“I want to start by remembering that twenty-one years ago I was just in this state for the first time,” Pedro Almodovar said before “Broken Embraces” screened Sunday as the closing night film of the New York Film Festival. “And here we are in the same place. I’m very happy because I love this town, I love this festival, and I love this state. In twenty-one years, the festival became like part of my family.”
Almodovar, referencing the 1988 NYFF screening of his “Women on the Verge of a Nervous Breakdown,” went on to explain that that particular fest was also where he began his “very important relationship” with Sony Pictures Classics.
“For me this is to celebrate the twenty-first anniversary of these very two very important relations – ours to this festival and to Sony Pictures Classics,” Almodovar said. “They became like the best bridges between my movies and my country and my future and this town and this country and this future.

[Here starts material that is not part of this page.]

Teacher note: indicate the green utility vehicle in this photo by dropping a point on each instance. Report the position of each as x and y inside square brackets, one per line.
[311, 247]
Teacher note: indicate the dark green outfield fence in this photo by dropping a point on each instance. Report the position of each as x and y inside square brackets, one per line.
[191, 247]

To them I say, I love you very much.”
Sony Classics – who has released the vast majority of Almodovar’s films in the U.S. since their inaugural partnering on “Breakdown” – is releasing “Embraces” this November. The film, which debuted at Cannes earlier this year, follows a blind writer revisiting series of events that led up to a car crash that took both his vision and his lover, Lena. Penelope Cruz – another major partnership for Almodovar – plays Lena.
“A few years ago, I was here with her,” Almodovar mused before introducing his now four-time star Cruz to the stage. “And in these few years, she has achieved a very handsome, good boyfriend, two Oscar nominations, one Oscar, and the respect and admiration of the profession. She’s generous, she’s beautiful, and she’s here!”
Cruz joked that she “hadn’t prepared a speech” when she took the stage. “Improvise,” Almodovar responded, turning to the audience. “I’m her director, always…”
The typically radiant looking actress did just that, thanking the many friends she had in the audience and joining Almodovar in NYFF reminiscing.
“I really love this city, I really love this festival,” she said. “We have very good memories of being here together. And this has been a really great experience for us to make this movie. I just hope you feel a lot of things watching it, [because] I felt a lot of things making it.”
Almodovar concluded his film’s introduction by explaining that “Embraces” was a film conceived under the impression that it would need to be seen twice.
“What else can I say about ‘Broken Embraces’,” he said. “You know, my first idea was – I’m serious – it was to [make two movies]. A movie in two parts, two different movies. The first one would be ‘Broken Embraces,’ and the second part would be again, the same movie, ‘Broken Embraces’… It doesn’t mean it’s impossible to understand the movie the first time. You will get it. You are very intelligent, very sophisticated. That’s how they sell this festival, ‘A very sophisticated audience in New York.’ You don’t think about that when you go to Kentucky. No… but it’s true that I always recommend to see it a second time. But you are here, and I really appreciate that. Thank you so much for being here.”